In fiscal climate, where we are, where budgets and costs are reduced, it is time to ensure that what has to finance a company, they invest it wisely – to have to do to ensure that the project at the end – Budget the costs and benefits of a comprehensive review.
In this sense – in project management methodology based Pathfinder, among the 10 most important steps to successful project management, financial
(1) on new projects – to invest the time needed to develop feasibility studies and business cases more precise, if not a rushed job – exceeded supply by the end results.
(2) Review your portfolio – you are correct, the projects, they are wealthy, and they are done for domestic policy – to ensure that each business case is robust and adds value to the company’s future – to spend time with old experienced people to and check to re-examine the business case.
(3) Comments concentrate as hard on the cost benefits. In 80% of the projects as soon as it, no one wants to go back and consider whether they delivered as promised. So, to ensure an early stage in the project that you always check and the cost is in the budget that does not change on your project have their benefits changed.
(4) Cost reduction is not always the answer – assign to resources, “added value” projects – in the minds of today’s World Cup is a simple short-term solution, do not throw the baby out with the bath water and leave the company with projects on the run no make experiences with them. Instead of reviewing your project and proceed as in (2) Focus on value creation.
(5) development of the workforce – to strengthen the capacities of their knowledge of financial management, human resources management, health and safety, motivation, etc. – so if you have a non-finance managers share responsibility for a large project, is not it time they were given the financial know-how. Do not leave financial management to chance – to develop your employees.
(6) Break down the project financially manageable sections. Too many projects on the basis of a “pot of cash” work – they spend from the budget and if luck is with them instead of the large pot and break it into sections! can be structured in connection with your project, you will see there are the budget, “work” and those most / under-utilization are -.

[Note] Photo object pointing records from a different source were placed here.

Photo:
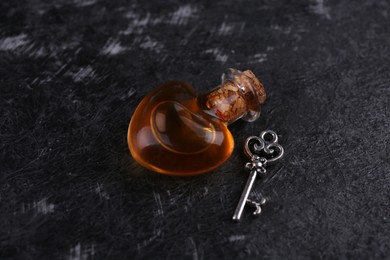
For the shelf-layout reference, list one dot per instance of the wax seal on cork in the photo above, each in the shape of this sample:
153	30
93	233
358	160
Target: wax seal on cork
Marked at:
175	131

(7) “accountable point of contact” – too many managers will lead to the budget overrun – by (6) above – the program director responsible for the overall budget as a whole, at the same time each head parts of projects would be to manage their part of the budget. This leads to a financial manager on a project, a coherent context.
(8) A specific and meaningful financial information to enable accurate decisions. More is less – agree on this report will improve the project early and continuously, until, what the project manage the work program needs are required. As an auditor can be 20 or analysis of one month, providing each project, it does not mean it is right – the trees to save – to minimize the reporting and improve decision-making.

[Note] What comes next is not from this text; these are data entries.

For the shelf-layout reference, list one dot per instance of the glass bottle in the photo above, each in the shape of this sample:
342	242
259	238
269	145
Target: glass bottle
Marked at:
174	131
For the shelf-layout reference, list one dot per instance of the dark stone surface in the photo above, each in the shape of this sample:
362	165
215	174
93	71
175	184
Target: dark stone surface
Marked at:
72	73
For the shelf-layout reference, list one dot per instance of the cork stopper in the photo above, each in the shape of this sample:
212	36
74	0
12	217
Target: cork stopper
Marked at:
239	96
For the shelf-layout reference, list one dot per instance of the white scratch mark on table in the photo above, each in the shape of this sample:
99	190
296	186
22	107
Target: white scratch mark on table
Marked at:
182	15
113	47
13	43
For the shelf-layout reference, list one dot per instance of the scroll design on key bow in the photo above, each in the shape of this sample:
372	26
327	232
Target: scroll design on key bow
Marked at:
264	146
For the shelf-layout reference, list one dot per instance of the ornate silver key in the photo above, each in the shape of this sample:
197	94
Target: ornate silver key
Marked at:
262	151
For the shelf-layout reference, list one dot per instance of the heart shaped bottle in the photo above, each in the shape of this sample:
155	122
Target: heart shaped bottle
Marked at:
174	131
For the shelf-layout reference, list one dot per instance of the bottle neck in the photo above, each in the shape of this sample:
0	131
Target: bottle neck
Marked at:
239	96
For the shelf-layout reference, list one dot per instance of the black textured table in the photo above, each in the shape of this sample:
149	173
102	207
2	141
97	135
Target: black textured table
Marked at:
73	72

(9) communication – have a strong relationship between your project and CFO. Finance may be back office, they must be part of the project team and perceived as such, and thus to the lines of communication open and honest, no surprises.
should be (10) Finance, in respect of all risks or potential problems and estimated costs – if a problem or can be placed on hold the first funding, funding is limited, what they can do to be using “stragglers”.
Article Source: http://EzineArticles.com/?expert=Colin_McNally
- Personal Finance Money Management Guide For 2010
- Role of Finance Manager in a Corporation
- Creating an Effective Personal Finance Budget
- Bombardier Deal a Blow to U.K. Jobs
- How does Owner Financing work – Owner Financed Homes For Sale
- Professional Wealth Management
- Finance Jobs – Lucrative Career Opportunities in Finance
- Top Qualities Of A Business Finance Manager
- What is Strategic Financial Management?